O governo iraniano nega veementemente as acusações. Um porta-voz informou que vai fazer uma "revisão profunda" de sua cooperação com a agência da ONU.
A resolução aprovada pela agência também exige que o Irã reduza pela metade suas futuras operações de enriquecimento de urânio.
O secretário-geral da Aiea, Mohamed El Baradei, disse que uma mensagem forte foi enviada ao país, de que ele deve colaborar total e prontamente.
Rigor
Baradei afirmou também que a Aiea vai adotar um modelo de ação rigorosa em seu trabalho.
Correspondentes dizem que a a questão deve ser levada ao Conselho de Segurança da ONU caso essa resolução da agência não seja cumprida.
Os Estados Unidos acusam o Irã de desenvolverem um programa secreto de armas atômicas sob o manto de um programa de energia elétrica.
O governo iraniano afirma que está desenvolvendo tecnologia nuclear com fins absolutamente pacíficos.
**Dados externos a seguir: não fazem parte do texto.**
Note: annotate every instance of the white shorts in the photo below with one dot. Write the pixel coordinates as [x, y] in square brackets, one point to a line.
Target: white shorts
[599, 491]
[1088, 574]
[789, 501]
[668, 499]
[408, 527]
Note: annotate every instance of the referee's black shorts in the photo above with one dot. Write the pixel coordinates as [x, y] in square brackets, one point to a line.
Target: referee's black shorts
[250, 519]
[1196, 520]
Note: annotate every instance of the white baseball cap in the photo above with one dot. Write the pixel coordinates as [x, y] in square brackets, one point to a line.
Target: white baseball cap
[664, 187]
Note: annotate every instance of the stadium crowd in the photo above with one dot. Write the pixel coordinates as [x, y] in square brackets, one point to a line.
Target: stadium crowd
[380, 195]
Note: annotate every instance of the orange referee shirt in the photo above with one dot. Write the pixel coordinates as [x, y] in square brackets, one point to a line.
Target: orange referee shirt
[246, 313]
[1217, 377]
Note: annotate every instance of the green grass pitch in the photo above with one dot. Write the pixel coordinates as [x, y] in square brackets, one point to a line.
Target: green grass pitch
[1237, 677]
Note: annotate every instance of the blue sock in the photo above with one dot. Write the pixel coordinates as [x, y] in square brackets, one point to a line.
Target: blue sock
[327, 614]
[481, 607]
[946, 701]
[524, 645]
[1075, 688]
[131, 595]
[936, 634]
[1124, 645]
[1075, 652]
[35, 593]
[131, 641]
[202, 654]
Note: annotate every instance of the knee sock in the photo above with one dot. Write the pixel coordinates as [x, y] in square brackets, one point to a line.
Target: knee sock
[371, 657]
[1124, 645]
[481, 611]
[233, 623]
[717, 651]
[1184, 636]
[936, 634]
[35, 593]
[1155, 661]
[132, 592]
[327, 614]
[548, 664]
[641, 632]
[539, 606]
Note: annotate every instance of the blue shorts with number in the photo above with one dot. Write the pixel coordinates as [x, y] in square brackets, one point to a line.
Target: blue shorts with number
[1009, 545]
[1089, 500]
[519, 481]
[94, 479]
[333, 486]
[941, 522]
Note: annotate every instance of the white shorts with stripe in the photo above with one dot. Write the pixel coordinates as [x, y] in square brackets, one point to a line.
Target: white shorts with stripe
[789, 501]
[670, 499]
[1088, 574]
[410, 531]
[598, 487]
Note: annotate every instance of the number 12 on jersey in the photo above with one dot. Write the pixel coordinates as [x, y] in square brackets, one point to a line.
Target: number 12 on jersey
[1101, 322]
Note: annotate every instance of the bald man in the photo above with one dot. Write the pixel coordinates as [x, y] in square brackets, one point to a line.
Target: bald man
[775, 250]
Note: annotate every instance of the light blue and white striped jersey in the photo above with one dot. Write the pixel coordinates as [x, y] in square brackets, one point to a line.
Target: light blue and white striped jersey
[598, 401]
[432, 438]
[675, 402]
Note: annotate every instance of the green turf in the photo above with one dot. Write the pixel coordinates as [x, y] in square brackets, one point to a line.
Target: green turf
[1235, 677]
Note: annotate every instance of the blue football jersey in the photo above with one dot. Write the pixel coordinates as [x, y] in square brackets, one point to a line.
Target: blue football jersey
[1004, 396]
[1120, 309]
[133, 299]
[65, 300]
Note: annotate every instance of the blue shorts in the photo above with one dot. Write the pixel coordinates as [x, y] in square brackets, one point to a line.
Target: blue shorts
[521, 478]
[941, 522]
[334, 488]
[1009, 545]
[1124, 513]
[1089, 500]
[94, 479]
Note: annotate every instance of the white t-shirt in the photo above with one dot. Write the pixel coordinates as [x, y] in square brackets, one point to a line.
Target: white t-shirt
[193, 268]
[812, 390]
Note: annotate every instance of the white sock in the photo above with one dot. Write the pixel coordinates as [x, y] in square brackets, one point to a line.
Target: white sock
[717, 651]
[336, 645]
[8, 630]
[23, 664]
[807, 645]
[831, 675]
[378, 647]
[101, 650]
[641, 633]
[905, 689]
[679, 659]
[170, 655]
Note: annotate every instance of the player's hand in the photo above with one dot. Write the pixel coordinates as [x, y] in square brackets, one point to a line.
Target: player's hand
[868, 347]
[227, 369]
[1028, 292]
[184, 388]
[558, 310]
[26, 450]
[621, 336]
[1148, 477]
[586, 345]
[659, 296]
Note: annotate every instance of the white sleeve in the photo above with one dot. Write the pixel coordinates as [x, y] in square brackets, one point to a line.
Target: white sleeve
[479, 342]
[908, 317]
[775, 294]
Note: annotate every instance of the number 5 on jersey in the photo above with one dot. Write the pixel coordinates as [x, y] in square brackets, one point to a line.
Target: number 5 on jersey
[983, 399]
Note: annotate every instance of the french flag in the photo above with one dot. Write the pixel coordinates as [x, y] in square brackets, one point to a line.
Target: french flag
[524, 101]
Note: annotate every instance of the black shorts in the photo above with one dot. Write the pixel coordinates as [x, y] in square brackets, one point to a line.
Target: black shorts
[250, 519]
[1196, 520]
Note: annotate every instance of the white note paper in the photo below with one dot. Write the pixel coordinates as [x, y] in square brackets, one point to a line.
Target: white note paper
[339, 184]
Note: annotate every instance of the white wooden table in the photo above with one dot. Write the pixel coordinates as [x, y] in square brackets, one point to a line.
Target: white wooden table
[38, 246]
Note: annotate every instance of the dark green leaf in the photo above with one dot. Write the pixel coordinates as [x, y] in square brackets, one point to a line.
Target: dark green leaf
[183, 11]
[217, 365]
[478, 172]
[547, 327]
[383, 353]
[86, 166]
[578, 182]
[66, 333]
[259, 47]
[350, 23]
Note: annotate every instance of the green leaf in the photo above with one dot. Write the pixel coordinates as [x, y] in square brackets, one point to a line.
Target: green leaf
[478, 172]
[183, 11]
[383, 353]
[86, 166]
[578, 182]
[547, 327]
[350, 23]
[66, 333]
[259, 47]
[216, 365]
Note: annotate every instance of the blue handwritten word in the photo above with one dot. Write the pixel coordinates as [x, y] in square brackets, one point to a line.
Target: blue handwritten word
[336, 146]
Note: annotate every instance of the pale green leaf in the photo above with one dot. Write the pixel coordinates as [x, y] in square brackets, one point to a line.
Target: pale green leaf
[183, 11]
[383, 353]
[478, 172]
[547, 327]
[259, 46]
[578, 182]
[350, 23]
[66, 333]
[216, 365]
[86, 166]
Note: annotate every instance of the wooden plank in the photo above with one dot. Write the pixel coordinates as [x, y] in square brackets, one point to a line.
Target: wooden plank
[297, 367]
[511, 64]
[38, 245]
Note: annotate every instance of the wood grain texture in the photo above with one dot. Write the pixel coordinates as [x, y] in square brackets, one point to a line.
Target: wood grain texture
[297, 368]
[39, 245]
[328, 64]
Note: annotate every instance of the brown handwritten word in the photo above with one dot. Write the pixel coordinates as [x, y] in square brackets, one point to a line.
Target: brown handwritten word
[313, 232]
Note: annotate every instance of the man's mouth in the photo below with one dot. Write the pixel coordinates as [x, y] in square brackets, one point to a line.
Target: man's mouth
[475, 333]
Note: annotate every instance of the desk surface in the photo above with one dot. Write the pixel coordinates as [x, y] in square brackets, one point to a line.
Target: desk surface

O encontro das 35 nações que fazem parte do quatro governantes da Aiea durou uma semana.
As sessões a portas fechadas examinaram um dossiê feito por inspetores da agência que dizem ter encontrado traços da presença de um tipo de urânio usado para fazer bombas numa usina do Irã.
O embaixador iraniano na agência, Ali Akbar Salehi, enfatizou que Teerã não vai aceitar nenhum prazo.
"Você não pode impor prazos para um país soberano", disse ele.
A Aiea vai examinar a cooperação do Irã em novembro, quando terá um novo encontro.